The Leadership Library

For years, we have repeated the idea that “a leader is someone you immediately notice when they enter a room”.
After partnering with leaders and teams across industries, I know that leadership is not an innate quality. It is a practice you learn, cultivate and embody.
Some people feel more comfortable taking space or speaking up, but most leadership skills are developed through reflection, feedback and experience.
Leadership is not the automatic next step.
Many organizations still promote experts into management roles because they equate growth with becoming a manager. This mindset creates frustration. Talented experts feel trapped. Teams end up led by people who never wanted the role. And overall performance suffers.

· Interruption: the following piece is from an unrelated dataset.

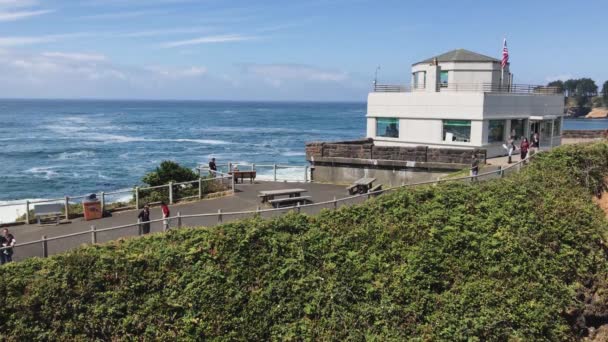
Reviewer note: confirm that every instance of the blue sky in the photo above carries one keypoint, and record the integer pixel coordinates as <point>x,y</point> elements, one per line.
<point>279,50</point>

A career can evolve in many directions. When someone steps into leadership, the organization has a responsibility to train and support them. No one becomes a leader without guidance.
What truly defines a leader.
Recently, an experienced woman told me she “didn’t want to be a leader”. Her reference point was a manager who only coordinated tasks. If that is the model, it’s no surprise that many resist the role.
Leadership is not task coordination. It is a human responsibility.
A leader creates clarity, builds trust, cultivate collaboration and understands individual aspirations.
The role of the leader is to develop people. Yes this is as well to manage tensions and difficult conversations.
Today, these human skills are not optional. They are strategic.
Leading is demanding. No one should carry it alone.
Between business pressure, team expectations and the pace of change, managers often feel isolated.
Yet leadership becomes more impactful when leaders have access to the right support. A space to step back. Tools and rituals to guide their actions. A sparring partner who challenges them with care and clarity.